6. Restrictions may be reintroduced depending on whole of system demand constraints related to COVID‑19 and will be based on outcomes of review and reassessment mechanisms. Restrictions may also be introduced on the hospital or regional level in the event of an outbreak.

7. National COVID‑19 testing guidelines will be adhered to, in line with the national disease surveillance strategy.

Patient selection principles for first tranche of elective activity re‑commencement

Restoration of elective activity will be guided by avoiding harm and mitigating risk of deferral of procedure or services in line with clinical guidelines, and appropriate use and supply of PPE.  This will be based on clinical decisions with a focus on:

  1. Procedures representing low risk, high value care as determined by specialist societies;

  2. Selection of patients who are at low risk of post-operative deterioration (based on ASA category 1 and 2);

  3. Children whose procedures have exceeded clinical wait times;

  4. Assisted reproduction;

  5. Endoscopy;

  6. Cancer Screening programs (noting that National Cabinet has not previously supported the cessation of these programs); and

  7. Expand dental services to level 2 restrictions (see Appendix 1).

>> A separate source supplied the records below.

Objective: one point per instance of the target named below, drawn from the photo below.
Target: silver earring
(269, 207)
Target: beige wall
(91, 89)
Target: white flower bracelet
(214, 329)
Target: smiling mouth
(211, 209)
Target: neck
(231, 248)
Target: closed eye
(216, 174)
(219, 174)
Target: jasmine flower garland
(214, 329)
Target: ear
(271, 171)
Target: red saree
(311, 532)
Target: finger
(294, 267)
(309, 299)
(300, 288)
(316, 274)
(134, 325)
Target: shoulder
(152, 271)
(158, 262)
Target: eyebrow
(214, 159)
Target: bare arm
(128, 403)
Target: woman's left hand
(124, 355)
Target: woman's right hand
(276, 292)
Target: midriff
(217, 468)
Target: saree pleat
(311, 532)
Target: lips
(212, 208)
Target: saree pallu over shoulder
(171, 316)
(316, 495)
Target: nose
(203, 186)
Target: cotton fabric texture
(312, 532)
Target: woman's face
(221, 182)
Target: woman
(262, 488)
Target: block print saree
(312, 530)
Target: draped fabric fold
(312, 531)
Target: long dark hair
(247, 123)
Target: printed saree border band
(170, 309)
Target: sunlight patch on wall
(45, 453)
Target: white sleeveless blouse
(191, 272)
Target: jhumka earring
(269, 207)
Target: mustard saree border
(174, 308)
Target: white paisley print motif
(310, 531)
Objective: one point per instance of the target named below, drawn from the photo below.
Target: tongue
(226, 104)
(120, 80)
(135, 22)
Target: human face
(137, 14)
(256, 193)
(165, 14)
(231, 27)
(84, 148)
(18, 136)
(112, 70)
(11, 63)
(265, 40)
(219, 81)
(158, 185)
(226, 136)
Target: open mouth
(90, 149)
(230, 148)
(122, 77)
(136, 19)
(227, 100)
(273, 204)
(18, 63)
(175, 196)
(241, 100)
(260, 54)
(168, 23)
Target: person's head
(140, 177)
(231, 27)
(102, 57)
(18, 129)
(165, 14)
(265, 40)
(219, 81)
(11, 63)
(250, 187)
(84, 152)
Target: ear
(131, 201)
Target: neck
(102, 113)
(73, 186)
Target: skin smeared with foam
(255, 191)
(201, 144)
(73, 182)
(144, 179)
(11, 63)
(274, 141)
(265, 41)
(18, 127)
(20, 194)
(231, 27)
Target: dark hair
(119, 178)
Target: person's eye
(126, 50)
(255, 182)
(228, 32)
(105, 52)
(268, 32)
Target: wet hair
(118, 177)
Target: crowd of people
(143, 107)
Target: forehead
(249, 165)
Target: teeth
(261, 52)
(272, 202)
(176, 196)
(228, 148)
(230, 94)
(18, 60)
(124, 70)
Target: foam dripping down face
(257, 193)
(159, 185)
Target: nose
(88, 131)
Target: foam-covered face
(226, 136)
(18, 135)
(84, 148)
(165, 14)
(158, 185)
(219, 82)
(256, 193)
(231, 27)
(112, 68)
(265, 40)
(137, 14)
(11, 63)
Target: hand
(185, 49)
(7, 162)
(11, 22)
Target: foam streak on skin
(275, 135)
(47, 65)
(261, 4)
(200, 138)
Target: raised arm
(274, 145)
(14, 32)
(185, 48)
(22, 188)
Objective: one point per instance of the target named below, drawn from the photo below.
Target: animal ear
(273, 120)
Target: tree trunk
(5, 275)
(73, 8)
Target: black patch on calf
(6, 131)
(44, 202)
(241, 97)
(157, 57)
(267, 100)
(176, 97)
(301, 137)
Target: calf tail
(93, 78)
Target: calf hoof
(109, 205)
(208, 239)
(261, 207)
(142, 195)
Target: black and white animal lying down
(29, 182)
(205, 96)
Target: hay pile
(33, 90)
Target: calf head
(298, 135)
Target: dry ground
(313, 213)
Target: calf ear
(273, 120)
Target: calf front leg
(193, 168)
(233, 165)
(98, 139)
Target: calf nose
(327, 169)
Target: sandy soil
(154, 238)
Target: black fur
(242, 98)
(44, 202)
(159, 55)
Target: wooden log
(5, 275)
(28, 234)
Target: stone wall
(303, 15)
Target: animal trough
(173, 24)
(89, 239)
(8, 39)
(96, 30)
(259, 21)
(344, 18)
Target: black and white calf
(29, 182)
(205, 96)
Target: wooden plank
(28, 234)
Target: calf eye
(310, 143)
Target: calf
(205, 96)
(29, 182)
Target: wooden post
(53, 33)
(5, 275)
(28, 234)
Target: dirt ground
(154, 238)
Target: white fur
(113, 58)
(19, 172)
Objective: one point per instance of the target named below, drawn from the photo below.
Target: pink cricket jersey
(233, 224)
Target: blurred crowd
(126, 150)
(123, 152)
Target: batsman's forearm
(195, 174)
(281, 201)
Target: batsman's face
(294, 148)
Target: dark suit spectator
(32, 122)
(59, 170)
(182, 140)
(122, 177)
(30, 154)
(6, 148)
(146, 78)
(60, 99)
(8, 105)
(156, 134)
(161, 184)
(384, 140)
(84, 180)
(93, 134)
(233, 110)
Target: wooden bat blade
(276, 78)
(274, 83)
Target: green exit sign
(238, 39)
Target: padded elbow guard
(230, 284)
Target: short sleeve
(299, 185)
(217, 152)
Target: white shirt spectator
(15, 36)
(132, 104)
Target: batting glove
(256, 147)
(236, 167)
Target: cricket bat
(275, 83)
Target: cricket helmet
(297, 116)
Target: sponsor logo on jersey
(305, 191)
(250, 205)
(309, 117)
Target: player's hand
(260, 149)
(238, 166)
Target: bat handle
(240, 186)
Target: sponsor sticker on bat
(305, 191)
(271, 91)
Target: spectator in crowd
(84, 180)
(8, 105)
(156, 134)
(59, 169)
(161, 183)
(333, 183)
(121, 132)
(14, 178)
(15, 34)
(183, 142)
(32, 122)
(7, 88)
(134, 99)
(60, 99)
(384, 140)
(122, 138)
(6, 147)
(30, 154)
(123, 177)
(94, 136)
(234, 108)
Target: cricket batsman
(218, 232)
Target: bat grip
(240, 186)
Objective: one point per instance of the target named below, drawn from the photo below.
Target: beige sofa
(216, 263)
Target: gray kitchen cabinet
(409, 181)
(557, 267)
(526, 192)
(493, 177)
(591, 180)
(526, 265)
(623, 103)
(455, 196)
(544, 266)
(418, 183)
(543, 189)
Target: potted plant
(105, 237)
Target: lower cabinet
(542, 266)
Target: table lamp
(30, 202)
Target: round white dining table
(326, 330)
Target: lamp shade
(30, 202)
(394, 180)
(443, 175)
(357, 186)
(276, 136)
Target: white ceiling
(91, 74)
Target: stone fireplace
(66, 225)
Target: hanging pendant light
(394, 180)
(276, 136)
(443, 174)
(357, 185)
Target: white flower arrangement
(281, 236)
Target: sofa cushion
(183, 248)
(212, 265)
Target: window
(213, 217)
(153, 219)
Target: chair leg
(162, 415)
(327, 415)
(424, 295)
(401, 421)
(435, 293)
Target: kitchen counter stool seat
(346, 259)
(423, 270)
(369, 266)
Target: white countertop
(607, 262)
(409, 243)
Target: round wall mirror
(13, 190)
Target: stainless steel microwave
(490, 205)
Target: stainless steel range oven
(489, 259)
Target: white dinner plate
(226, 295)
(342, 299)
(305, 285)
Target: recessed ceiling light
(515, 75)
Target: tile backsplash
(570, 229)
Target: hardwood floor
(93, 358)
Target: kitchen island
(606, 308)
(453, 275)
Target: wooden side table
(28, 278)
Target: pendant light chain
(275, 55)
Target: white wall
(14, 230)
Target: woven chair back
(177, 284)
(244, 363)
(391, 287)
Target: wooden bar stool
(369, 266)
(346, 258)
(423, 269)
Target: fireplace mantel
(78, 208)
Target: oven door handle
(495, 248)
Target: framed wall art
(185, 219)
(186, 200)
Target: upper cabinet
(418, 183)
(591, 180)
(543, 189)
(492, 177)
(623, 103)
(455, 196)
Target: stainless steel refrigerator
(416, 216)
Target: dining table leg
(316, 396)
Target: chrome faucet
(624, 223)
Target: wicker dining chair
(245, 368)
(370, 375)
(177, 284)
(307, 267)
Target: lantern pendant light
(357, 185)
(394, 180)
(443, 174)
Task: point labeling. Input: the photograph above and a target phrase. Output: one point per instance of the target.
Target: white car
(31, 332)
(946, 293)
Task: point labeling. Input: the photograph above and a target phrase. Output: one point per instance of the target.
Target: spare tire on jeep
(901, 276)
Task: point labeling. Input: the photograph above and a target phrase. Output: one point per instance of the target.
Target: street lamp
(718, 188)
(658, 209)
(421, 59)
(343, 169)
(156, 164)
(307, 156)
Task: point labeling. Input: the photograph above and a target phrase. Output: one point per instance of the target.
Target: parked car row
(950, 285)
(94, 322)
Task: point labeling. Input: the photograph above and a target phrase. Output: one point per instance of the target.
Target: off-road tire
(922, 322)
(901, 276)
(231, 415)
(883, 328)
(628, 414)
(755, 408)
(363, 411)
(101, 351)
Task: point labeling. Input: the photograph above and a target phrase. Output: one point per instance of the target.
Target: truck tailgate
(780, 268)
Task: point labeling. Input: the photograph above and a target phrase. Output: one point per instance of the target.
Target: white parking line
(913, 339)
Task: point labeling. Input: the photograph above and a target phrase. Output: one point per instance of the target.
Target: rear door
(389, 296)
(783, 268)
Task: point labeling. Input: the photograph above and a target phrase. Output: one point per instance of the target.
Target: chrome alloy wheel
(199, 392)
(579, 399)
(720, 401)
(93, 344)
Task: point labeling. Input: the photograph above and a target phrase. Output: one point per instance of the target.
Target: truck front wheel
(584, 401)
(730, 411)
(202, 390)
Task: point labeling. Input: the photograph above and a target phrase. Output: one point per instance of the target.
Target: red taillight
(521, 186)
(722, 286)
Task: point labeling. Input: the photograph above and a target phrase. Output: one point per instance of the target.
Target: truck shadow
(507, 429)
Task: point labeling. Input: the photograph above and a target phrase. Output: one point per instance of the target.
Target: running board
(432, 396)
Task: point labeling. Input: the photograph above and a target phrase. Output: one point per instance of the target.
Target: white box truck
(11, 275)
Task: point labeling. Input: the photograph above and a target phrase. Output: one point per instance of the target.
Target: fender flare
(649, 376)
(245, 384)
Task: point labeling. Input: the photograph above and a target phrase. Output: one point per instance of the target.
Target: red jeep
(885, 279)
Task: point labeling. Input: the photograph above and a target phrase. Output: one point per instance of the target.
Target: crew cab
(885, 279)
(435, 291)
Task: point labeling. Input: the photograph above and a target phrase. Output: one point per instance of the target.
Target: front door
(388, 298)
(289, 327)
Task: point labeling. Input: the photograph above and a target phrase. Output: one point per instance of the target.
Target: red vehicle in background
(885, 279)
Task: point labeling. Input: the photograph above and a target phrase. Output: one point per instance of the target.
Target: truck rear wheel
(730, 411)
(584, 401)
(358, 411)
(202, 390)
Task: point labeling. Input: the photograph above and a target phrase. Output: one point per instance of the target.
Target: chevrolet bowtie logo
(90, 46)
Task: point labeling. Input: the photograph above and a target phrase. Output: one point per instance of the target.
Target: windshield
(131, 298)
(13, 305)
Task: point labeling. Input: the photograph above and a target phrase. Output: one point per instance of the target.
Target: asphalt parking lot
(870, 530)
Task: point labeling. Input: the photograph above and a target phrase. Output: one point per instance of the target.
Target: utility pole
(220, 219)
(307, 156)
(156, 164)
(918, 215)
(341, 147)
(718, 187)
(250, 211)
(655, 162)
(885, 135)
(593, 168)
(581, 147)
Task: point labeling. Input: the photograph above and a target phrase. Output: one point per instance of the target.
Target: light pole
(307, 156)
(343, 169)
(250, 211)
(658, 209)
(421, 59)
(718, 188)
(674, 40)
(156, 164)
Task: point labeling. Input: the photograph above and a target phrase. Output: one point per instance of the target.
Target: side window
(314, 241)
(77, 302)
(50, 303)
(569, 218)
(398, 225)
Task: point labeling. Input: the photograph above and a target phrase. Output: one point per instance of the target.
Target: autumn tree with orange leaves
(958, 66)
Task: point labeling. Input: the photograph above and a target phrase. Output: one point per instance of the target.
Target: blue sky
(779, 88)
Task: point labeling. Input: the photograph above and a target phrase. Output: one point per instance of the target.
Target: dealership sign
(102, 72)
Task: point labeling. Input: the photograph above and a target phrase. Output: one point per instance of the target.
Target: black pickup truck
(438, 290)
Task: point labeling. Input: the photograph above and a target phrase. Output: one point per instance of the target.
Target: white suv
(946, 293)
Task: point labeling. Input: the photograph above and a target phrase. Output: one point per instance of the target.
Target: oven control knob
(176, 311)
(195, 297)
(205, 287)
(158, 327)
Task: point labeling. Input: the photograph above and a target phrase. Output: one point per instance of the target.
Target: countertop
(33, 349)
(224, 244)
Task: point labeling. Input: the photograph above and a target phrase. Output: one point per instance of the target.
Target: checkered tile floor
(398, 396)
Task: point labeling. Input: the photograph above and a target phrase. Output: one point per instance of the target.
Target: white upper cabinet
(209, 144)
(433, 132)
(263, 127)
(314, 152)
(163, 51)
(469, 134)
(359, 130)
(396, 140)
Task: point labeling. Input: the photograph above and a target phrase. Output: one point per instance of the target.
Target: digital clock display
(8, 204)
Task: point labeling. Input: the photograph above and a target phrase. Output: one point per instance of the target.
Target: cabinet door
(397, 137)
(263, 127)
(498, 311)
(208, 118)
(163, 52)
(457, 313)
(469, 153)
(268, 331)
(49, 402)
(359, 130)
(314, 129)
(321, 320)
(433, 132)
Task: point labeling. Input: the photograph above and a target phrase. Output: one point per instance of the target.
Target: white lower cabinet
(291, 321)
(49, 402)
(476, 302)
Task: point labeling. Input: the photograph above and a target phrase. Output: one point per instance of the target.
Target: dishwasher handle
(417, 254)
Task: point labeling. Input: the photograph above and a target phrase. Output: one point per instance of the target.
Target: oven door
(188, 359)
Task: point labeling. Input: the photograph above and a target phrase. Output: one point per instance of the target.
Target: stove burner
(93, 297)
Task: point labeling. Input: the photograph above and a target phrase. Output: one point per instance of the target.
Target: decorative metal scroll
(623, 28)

Suggested approach for elective surgery

Consistent with these principles and to allow some volume regulation while patient selection processes are refined, it is proposed that in the initial two week period of recommencement (from Monday 27 April 2020) the following will apply:

  • Public and private Health Services will aim to reopen approximately 1 in 4 (25%) of theatre and endoscopy lists currently closed, subject to local circumstances;

  • Health services and their clinicians will be responsible for selection of patients for these lists based on clinical urgency, PPE use, ICU capacity and consistent with the principles in this document;

  • Procedures should focus on those normally categorised in the public hospital system as category 2 and can include assisted reproduction and other non-surgical interventional procedures. Category 1 procedures continue unchanged. Some category 3 procedures will also recommence, such as arthroplasty and cataract extraction;

  • Cosmetic or other procedures not addressing significant medical conditions must not be included;

  • Physical distancing should be applied in the lead up and management of surgery – for example with telehealth for perioperative assessments;

  • The National Medical Stockpile should not be used for elective activity, and private hospitals will continue to source PPE through their own procurement processes. A notional state allocation of the stockpile should be predetermined to ensure no state uses up its own supply becoming reliant on the National Medical Stockpile for any surge required and potentially resulting in inequity of access in the longer term;

  • States focus their efforts on specialties with longest wait times, however have flexibility to manage their work consistent with the principles;

  • Jurisdictions can choose to perform lower clinical urgency work which requires limited or no routine PPE – i.e. outpatients, breast screen and other screening programs, and diagnostic procedures; and

  • Activity volumes are reported fortnightly.

These arrangements will be reviewed at the end of the initial two week period.